Iedere week waren er dagelijks nogal wat activiteiten in het Patronaat…

Om daar achter te komen belden we vijfentwintig jaar geleden aan bij het woonhuis van de familie Vingerhoets naast het Patronaat. Eerst een beetje beduusd, later wat meer op haar gemak, vertelt Nel over haar dagelijkse beslommeringen. Ook dat zij vaak helpt achter de tap in de grote zaal. "Er is altijd wel wat te doen in zo’n groot gebouw, waar zoveel verschillende mensen komen", begon zij haar verhaal.

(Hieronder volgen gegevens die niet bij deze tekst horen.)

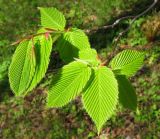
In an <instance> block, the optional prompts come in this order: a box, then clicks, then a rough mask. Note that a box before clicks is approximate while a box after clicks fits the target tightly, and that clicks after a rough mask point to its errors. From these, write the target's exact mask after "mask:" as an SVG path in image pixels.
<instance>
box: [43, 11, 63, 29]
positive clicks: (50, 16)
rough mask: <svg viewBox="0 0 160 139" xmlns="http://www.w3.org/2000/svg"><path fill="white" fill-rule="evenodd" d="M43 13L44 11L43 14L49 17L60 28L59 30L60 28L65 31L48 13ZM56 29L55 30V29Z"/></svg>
mask: <svg viewBox="0 0 160 139" xmlns="http://www.w3.org/2000/svg"><path fill="white" fill-rule="evenodd" d="M42 11H43V13H44V14H45V15H46V16H47V17H49V19H50V20H51V21H52V22H53V23H55V24H56V25H57V26H58V28H59V29H60V30H63V26H61V25H59V24H58V23H57V22H56V21H55V20H53V19H52V17H51V16H49V15H48V14H47V12H45V10H42ZM54 29H55V28H54Z"/></svg>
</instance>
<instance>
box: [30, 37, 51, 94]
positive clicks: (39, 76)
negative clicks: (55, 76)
mask: <svg viewBox="0 0 160 139" xmlns="http://www.w3.org/2000/svg"><path fill="white" fill-rule="evenodd" d="M35 39H36V41H37V42H36V43H35V53H36V69H35V73H34V77H33V80H32V82H31V85H30V87H29V89H28V91H31V90H32V89H33V88H35V87H36V85H37V84H38V83H39V82H40V81H41V80H42V78H43V77H44V76H45V73H46V71H47V68H48V64H49V61H50V59H49V58H50V54H51V50H52V44H53V42H52V38H51V36H50V35H49V34H48V35H47V36H45V35H41V36H38V37H36V38H35Z"/></svg>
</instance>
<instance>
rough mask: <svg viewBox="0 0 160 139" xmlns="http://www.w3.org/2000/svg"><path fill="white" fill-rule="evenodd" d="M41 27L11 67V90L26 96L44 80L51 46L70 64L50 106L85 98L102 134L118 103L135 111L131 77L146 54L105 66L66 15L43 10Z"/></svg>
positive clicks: (86, 103) (51, 11)
mask: <svg viewBox="0 0 160 139" xmlns="http://www.w3.org/2000/svg"><path fill="white" fill-rule="evenodd" d="M39 9H40V14H41V26H42V28H41V29H40V30H39V31H38V32H37V34H35V35H33V36H32V37H28V38H26V39H23V40H22V41H21V42H20V44H19V45H18V47H17V49H16V51H15V53H14V55H13V58H12V62H11V65H10V68H9V81H10V86H11V89H12V90H13V92H14V94H15V95H16V96H25V95H26V94H27V93H28V92H29V91H31V90H33V89H34V88H35V87H36V85H37V84H38V83H39V82H40V81H41V80H42V78H43V77H44V76H45V73H46V71H47V68H48V64H49V60H50V54H51V51H52V45H53V43H56V48H55V50H56V51H58V52H59V54H60V58H61V59H62V60H63V61H64V62H65V63H66V65H65V66H63V67H62V68H61V69H60V70H59V71H58V73H57V74H56V75H54V77H53V81H52V83H51V84H50V88H49V91H48V97H47V106H48V107H62V106H64V105H66V104H68V103H69V102H70V101H71V100H73V99H75V97H77V96H79V95H81V96H82V103H83V106H84V108H85V109H86V111H87V113H88V114H89V116H90V117H91V118H92V120H93V121H94V123H95V124H96V127H97V130H98V133H99V132H100V130H101V128H102V126H103V125H104V123H105V122H106V121H107V120H108V119H109V118H110V117H111V116H112V114H113V113H114V111H115V109H116V106H117V104H118V102H120V103H121V104H122V105H123V106H124V107H125V108H129V109H131V110H136V107H137V96H136V93H135V90H134V88H133V87H132V85H131V84H130V82H129V80H128V78H129V77H131V76H132V75H134V74H135V73H136V71H137V70H138V69H139V68H140V67H141V66H142V64H143V59H144V53H143V52H138V51H134V50H124V51H122V52H120V53H119V54H118V55H116V56H115V57H114V58H113V59H112V60H111V62H110V64H109V66H108V67H106V66H105V65H104V64H103V63H102V62H101V60H100V59H99V58H98V56H97V52H96V50H94V49H92V48H91V47H90V43H89V41H88V37H87V36H86V34H85V33H84V32H83V31H82V30H80V29H77V28H69V29H65V26H66V20H65V17H64V15H63V14H62V13H61V12H59V11H58V10H57V9H55V8H39Z"/></svg>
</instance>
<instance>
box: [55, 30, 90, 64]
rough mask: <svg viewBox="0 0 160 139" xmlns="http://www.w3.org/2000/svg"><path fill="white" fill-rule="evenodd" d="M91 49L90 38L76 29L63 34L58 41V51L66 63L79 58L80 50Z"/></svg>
mask: <svg viewBox="0 0 160 139" xmlns="http://www.w3.org/2000/svg"><path fill="white" fill-rule="evenodd" d="M86 48H90V44H89V41H88V37H87V36H86V35H85V33H84V32H83V31H82V30H80V29H76V28H72V29H71V30H70V31H68V32H66V33H64V34H63V36H62V37H61V38H60V39H59V40H58V44H57V50H58V51H59V52H60V57H61V59H62V60H63V61H65V62H66V63H68V62H70V61H72V60H73V58H78V52H79V50H83V49H86Z"/></svg>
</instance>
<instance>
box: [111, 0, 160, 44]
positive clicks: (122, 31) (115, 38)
mask: <svg viewBox="0 0 160 139" xmlns="http://www.w3.org/2000/svg"><path fill="white" fill-rule="evenodd" d="M157 2H158V0H154V2H153V3H152V4H151V5H150V6H149V7H148V8H147V9H146V10H145V11H143V12H142V13H140V14H138V15H137V16H135V17H134V18H133V19H132V20H131V22H130V24H129V26H128V27H127V28H126V29H125V30H124V31H122V32H120V33H119V35H118V37H116V38H115V39H114V42H118V41H119V39H120V38H121V37H122V36H123V35H124V34H125V33H127V32H128V31H129V30H130V28H131V26H132V24H133V23H134V22H135V21H136V20H137V19H138V18H139V17H141V16H143V15H144V14H146V13H147V12H148V11H150V10H151V9H152V8H153V7H154V6H155V5H156V3H157Z"/></svg>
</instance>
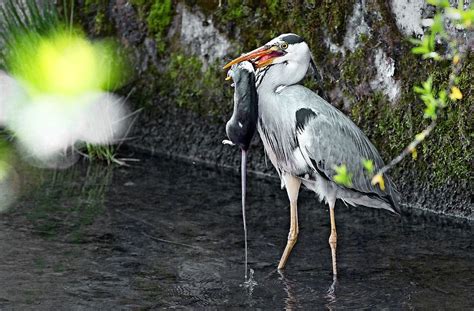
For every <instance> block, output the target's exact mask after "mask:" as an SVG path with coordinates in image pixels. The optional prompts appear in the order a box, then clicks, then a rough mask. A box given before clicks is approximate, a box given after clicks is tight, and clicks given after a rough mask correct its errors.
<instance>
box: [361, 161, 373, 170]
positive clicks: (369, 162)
mask: <svg viewBox="0 0 474 311" xmlns="http://www.w3.org/2000/svg"><path fill="white" fill-rule="evenodd" d="M362 164H363V165H364V169H365V170H366V171H367V172H368V173H369V174H372V173H373V172H374V161H372V160H370V159H364V160H362Z"/></svg>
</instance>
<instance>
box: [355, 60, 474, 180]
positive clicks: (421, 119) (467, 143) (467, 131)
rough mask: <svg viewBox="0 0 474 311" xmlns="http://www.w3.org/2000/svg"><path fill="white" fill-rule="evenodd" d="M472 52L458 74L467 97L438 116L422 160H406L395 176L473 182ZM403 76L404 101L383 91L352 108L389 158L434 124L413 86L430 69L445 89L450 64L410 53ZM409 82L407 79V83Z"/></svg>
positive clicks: (369, 132)
mask: <svg viewBox="0 0 474 311" xmlns="http://www.w3.org/2000/svg"><path fill="white" fill-rule="evenodd" d="M473 64H474V62H473V61H472V56H471V57H470V59H468V60H467V61H466V64H465V66H464V68H463V70H462V74H461V75H460V77H459V84H458V85H459V87H460V89H461V90H465V92H464V93H465V94H464V95H465V98H464V100H462V101H459V102H455V103H451V104H450V105H449V106H448V107H447V109H446V110H445V112H444V113H442V114H441V115H440V117H439V121H438V125H437V127H436V128H435V130H433V132H432V133H431V135H430V136H429V137H428V138H427V139H426V140H425V141H424V142H423V143H422V144H421V146H419V147H418V148H417V149H418V159H417V160H416V161H415V160H411V159H405V160H404V161H403V162H401V163H400V164H399V165H398V166H396V167H395V168H394V171H393V172H392V174H393V175H395V176H398V177H400V176H402V175H404V176H407V172H408V171H409V172H410V174H411V175H412V177H413V180H416V181H418V182H429V183H430V184H432V185H435V186H436V185H442V184H445V183H446V182H448V181H459V180H468V179H469V176H470V174H471V167H470V163H471V162H470V161H472V158H473V157H474V154H473V150H472V146H471V138H472V137H470V134H469V133H472V132H473V121H472V118H471V116H472V111H470V110H471V109H472V106H473V99H472V94H470V93H469V92H470V91H469V90H470V83H471V82H470V74H469V73H470V72H472V70H474V68H473V67H474V65H473ZM401 68H402V69H401V72H400V73H399V75H400V76H402V77H403V79H404V81H405V84H406V85H405V87H406V88H405V89H406V92H405V93H403V95H402V97H401V99H400V101H399V103H397V105H393V104H391V103H389V102H388V100H387V99H386V97H385V96H384V95H383V94H380V93H377V94H374V95H373V96H367V97H364V98H362V99H361V100H360V101H358V102H357V103H356V104H355V105H354V107H353V109H352V119H353V120H354V121H355V122H356V123H357V124H358V125H359V126H360V127H361V128H363V129H364V132H365V133H366V134H367V135H368V136H369V138H370V139H371V140H372V141H373V142H374V143H375V145H376V146H377V147H378V148H379V150H380V151H381V153H382V156H383V158H384V159H390V158H392V157H393V156H394V155H396V154H398V153H400V152H401V151H402V150H403V149H404V148H405V147H406V146H407V145H408V143H410V141H411V140H413V138H414V136H415V135H416V134H417V133H419V132H421V131H422V130H423V128H425V127H426V126H427V125H428V124H429V120H426V119H424V118H423V107H424V104H423V103H422V102H421V100H419V99H417V98H416V97H415V95H414V94H413V92H412V91H411V85H413V84H420V83H421V81H424V80H425V79H426V77H427V74H428V73H432V74H433V79H434V84H435V85H438V86H439V88H444V87H446V81H447V78H448V75H449V71H450V69H449V64H448V63H444V64H443V63H434V62H429V61H426V62H423V63H422V64H421V65H420V63H419V61H418V59H417V58H416V57H412V56H409V54H407V57H406V60H405V62H403V65H402V66H401ZM407 80H408V81H407Z"/></svg>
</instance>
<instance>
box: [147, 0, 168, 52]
mask: <svg viewBox="0 0 474 311" xmlns="http://www.w3.org/2000/svg"><path fill="white" fill-rule="evenodd" d="M172 18H173V12H172V3H171V0H156V1H155V2H154V3H153V5H152V6H151V9H150V14H149V15H148V17H147V19H146V21H147V25H148V30H149V31H150V32H152V33H154V35H155V40H156V46H157V49H158V52H160V53H163V52H164V51H165V48H166V43H165V42H164V37H165V35H166V30H167V29H168V27H169V25H170V24H171V21H172Z"/></svg>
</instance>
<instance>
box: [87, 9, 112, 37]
mask: <svg viewBox="0 0 474 311" xmlns="http://www.w3.org/2000/svg"><path fill="white" fill-rule="evenodd" d="M108 5H109V1H107V0H86V1H85V3H84V12H85V13H86V14H87V15H93V16H94V17H93V18H94V19H93V21H94V25H93V29H92V32H93V33H94V34H95V35H100V36H110V35H112V34H113V33H114V32H115V31H114V30H115V29H114V25H113V22H112V21H111V20H110V18H109V16H108V14H107V7H108Z"/></svg>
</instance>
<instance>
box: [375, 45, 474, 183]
mask: <svg viewBox="0 0 474 311" xmlns="http://www.w3.org/2000/svg"><path fill="white" fill-rule="evenodd" d="M471 41H472V40H468V41H467V42H465V44H459V45H458V54H457V55H458V57H459V60H458V61H456V62H454V61H453V62H452V63H451V73H450V75H449V83H448V86H447V87H446V89H445V92H446V94H450V93H451V89H452V87H453V86H455V84H456V77H457V76H458V74H459V72H460V71H461V68H462V61H463V60H464V59H465V58H466V56H467V54H468V53H469V52H468V51H469V47H470V46H471V44H472V42H471ZM437 101H438V105H437V107H438V108H439V109H440V110H441V109H443V108H444V104H443V103H441V102H440V101H439V99H437ZM436 124H437V122H436V119H432V121H431V123H430V124H429V125H428V126H427V127H426V128H425V129H424V130H423V131H422V132H421V133H420V134H418V135H416V137H415V139H414V140H413V141H412V142H410V144H408V146H407V147H406V148H405V149H403V151H402V152H401V153H400V154H399V155H398V156H396V157H395V158H393V159H392V161H390V163H388V164H387V165H385V166H384V167H382V168H381V169H379V170H378V171H377V173H376V174H375V175H374V179H372V183H375V182H374V181H375V177H376V176H382V175H383V174H385V173H386V172H387V171H388V170H390V169H392V168H393V167H394V166H395V165H397V164H398V163H400V162H401V161H402V160H403V159H404V158H405V157H406V156H407V155H408V154H410V153H411V152H413V151H414V150H415V148H416V146H418V145H419V144H420V143H421V142H422V141H423V140H424V139H425V138H426V137H427V136H428V135H429V134H430V133H431V131H432V130H433V129H434V128H435V127H436Z"/></svg>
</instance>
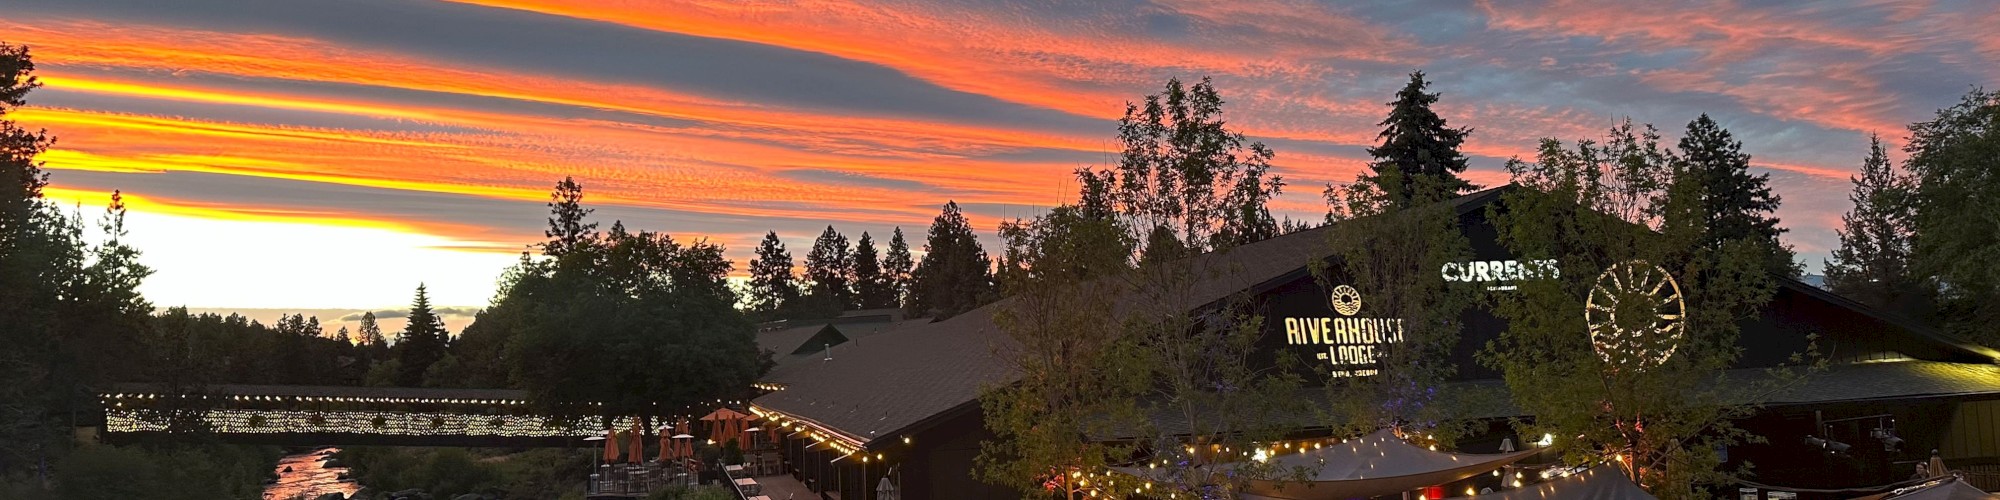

Ze begint uit haar hoofd de activiteiten op te noemen die wekelijks in het Patronaat plaatsvinden. “Maandag-, woensdag- en vrijdagmiddag hebben we de bejaarden en de W-groep Breda-zuid in huis. Maandag is ook de dag van de tafeltennisvereniging van de PTT, de Laurensdrummers en de B.L.V.-biljartvereniging. De laatste is voortgekomen uit de vroegere patronaatsbiljarters en carnavalsband Vor 't Leutje".

“En dan zitten we nog maar in het begin van de week”, zegt Nel. Iedere dinsdag hebben we activiteiten van de slankheidsclub, de Sjoelclub Breda, bejaardengymnastiek, repetities van diverse jazz-bands en de handboogschutterij ‘Prins Hendrik’. Die was net uit haar oefenadres bij café de Gouden Leeuw in de Dillenburgstraat gezet. De kastelein ging van de schietbaan een jeugdsoos maken. De schutterij zocht zonder succes al enige tijd naar een nieuw onderkomen om de doelen op te stellen. Piet heeft ze toen binnengehaald. Nu oefent men tijdelijk op dinsdagavond en zaterdagmiddag in de lange gang naast de zaal. Op woensdag oefenen in de zaal de Laurens Drummers en daarna is de PTT-biljartclub aan de beurt. Op donderdag is het de beurt aan tafeltennisvereniging ‘Victoria’ en biljartclub ’t Lauke’.”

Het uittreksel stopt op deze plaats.